Percutaneous endoscopic interlaminar decompression for degenerative scoliosis in the elderly: a safe and effective minimally invasive alternative

Background: Elderly patients with degenerative scoliosis combined with spinal stenosis present significant treatment challenges. Traditional open fusion surgery carries high risks and complications in this population. This study investigates the clinical efficacy and safety of Percutaneous Endoscopic Interlaminar Decompression (PEID) as a potential minimally invasive alternative.
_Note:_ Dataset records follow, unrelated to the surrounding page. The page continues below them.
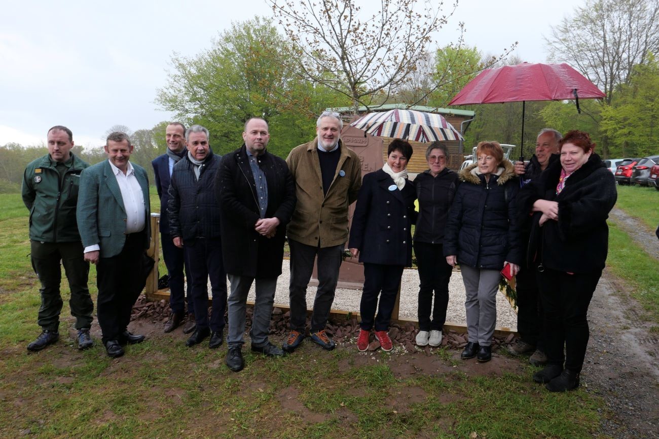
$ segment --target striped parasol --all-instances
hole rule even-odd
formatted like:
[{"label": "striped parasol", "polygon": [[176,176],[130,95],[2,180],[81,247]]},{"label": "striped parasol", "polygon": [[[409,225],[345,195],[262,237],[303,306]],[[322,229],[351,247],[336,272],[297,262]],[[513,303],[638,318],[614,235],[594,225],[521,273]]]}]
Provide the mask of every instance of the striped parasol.
[{"label": "striped parasol", "polygon": [[371,136],[426,143],[459,140],[460,133],[440,115],[416,110],[390,110],[364,115],[350,124]]}]

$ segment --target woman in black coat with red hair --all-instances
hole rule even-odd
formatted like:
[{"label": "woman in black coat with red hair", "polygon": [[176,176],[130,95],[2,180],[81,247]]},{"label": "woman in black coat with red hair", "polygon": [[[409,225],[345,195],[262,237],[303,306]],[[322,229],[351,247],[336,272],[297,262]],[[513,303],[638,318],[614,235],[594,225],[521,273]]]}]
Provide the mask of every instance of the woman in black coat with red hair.
[{"label": "woman in black coat with red hair", "polygon": [[560,161],[518,197],[521,213],[533,215],[528,254],[539,264],[545,312],[547,366],[533,379],[552,392],[579,386],[589,336],[588,307],[604,268],[606,219],[617,197],[613,174],[587,133],[570,131],[559,145]]}]

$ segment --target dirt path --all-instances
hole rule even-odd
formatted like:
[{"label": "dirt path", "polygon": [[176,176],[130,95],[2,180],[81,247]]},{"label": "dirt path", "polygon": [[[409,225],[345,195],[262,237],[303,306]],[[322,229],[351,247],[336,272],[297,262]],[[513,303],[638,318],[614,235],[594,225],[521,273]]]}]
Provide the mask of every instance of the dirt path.
[{"label": "dirt path", "polygon": [[630,217],[617,207],[613,208],[609,214],[609,219],[631,236],[646,253],[659,259],[659,244],[654,230],[648,230],[645,223]]},{"label": "dirt path", "polygon": [[588,308],[582,384],[613,411],[602,433],[614,438],[659,437],[659,334],[649,332],[652,324],[640,319],[639,309],[606,272]]}]

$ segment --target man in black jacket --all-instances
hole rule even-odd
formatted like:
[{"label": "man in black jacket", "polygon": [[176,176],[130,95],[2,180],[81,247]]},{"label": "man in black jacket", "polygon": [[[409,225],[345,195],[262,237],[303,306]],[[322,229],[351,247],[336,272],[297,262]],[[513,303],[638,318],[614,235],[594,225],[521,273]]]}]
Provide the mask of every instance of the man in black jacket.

Methods: A retrospective case series of 32 elderly patients (≥60 years) with degenerative lumbar scoliosis (Cobb angle 10°–30°) undergo PEID between January 2022 and December 2023. All procedures are performed under general anesthesia without internal fixation. Clinical outcomes are assessed using Visual Analog Scale (VAS) for pain and Oswestry Disability Index (ODI) for functional status. Radiographic evaluation includes measurement of scoliosis Cobb angles and adjacent intervertebral height. Follow-up is conducted at 1 week, 1 month, and 1 year postoperatively.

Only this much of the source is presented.